# Side Steps Installed - Here's a little Before & After



## DerekBlain (Nov 20, 2000)

So, I took advantage of the Q4 VW Parts & Accessories 15% Rebate Offer and bought and had the dealer install side steps / running boards on my Atlas yesterday. Here's a couple before and afters. 

BEFORE

























AFTER


----------



## JCWolf1.8T (Mar 12, 2004)

Looking good. We just picked up an SEL Premium and looking to get the side steps as well. How much did it run you in total? Thanks


----------



## shijmus (Oct 8, 2018)

Looks good, what is the ground clearance now?


----------



## DerekBlain (Nov 20, 2000)

JCWolf1.8T said:


> Looking good. We just picked up an SEL Premium and looking to get the side steps as well. How much did it run you in total? Thanks


$660 for the parts excluding the 15% visa gift card rebate I need to submit. Install was $270. Not cheap but the wife and grandma wanted this one so I was good to get it done. They look good. Gives it a beefier look for sure.


----------



## DerekBlain (Nov 20, 2000)

shijmus said:


> Looks good, what is the ground clearance now?
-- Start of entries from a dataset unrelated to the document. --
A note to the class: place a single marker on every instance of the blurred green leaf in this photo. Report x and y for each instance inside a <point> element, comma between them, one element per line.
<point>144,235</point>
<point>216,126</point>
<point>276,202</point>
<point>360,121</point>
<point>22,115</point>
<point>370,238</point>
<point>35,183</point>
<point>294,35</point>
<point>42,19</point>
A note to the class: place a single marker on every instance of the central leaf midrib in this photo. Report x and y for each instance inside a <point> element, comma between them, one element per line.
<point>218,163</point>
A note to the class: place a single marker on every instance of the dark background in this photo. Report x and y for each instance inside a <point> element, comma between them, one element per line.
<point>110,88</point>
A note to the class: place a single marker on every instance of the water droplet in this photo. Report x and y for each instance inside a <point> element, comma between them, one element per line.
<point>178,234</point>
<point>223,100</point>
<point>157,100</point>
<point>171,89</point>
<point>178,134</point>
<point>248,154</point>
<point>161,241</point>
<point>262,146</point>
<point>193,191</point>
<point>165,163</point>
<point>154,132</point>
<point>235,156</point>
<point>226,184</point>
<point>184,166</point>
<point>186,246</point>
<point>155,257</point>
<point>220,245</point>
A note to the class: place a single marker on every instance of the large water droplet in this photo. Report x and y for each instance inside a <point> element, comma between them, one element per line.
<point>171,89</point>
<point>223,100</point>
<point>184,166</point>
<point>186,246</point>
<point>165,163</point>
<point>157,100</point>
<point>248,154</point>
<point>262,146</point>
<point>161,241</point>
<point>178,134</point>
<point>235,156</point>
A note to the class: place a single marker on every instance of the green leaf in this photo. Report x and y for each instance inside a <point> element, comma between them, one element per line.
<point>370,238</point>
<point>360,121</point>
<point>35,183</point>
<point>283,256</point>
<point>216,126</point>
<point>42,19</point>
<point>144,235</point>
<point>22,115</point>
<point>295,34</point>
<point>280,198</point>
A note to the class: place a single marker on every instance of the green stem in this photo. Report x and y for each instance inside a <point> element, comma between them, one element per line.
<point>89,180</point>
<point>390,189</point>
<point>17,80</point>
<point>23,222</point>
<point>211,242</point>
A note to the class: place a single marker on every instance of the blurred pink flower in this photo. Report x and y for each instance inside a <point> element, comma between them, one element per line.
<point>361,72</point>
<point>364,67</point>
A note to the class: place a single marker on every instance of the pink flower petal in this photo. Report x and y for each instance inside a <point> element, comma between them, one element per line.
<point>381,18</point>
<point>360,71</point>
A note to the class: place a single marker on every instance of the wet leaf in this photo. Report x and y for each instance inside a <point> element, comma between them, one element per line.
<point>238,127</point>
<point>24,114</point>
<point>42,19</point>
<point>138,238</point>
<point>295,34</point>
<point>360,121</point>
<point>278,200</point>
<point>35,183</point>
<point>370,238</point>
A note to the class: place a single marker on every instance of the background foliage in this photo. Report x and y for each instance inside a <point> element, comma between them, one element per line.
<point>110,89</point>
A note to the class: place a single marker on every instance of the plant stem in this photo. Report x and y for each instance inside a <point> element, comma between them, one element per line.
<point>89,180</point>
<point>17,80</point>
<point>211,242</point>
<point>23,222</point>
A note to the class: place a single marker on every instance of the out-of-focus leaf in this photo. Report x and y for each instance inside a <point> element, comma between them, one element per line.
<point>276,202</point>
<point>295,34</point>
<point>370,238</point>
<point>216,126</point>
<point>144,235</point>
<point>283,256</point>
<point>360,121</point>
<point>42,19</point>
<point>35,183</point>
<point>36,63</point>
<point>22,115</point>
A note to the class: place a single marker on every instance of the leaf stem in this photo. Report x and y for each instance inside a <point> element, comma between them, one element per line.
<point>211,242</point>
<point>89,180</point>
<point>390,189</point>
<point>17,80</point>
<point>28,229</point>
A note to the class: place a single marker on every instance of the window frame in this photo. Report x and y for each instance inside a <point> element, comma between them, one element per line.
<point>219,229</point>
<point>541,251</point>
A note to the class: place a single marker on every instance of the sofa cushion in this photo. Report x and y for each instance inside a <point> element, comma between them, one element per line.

Ahhhh! So funny, that was the one question i never even considered! Its at 9" now. I think maybe 12" prior. All things considered I don't anticipate that to be a hindrance. I'm not too outdoorsy apart from a trip or two each season to Mammoth for some snow boarding .


----------



## TablaRasa (May 12, 2008)

Looks sweet! it pops out more with the black.


----------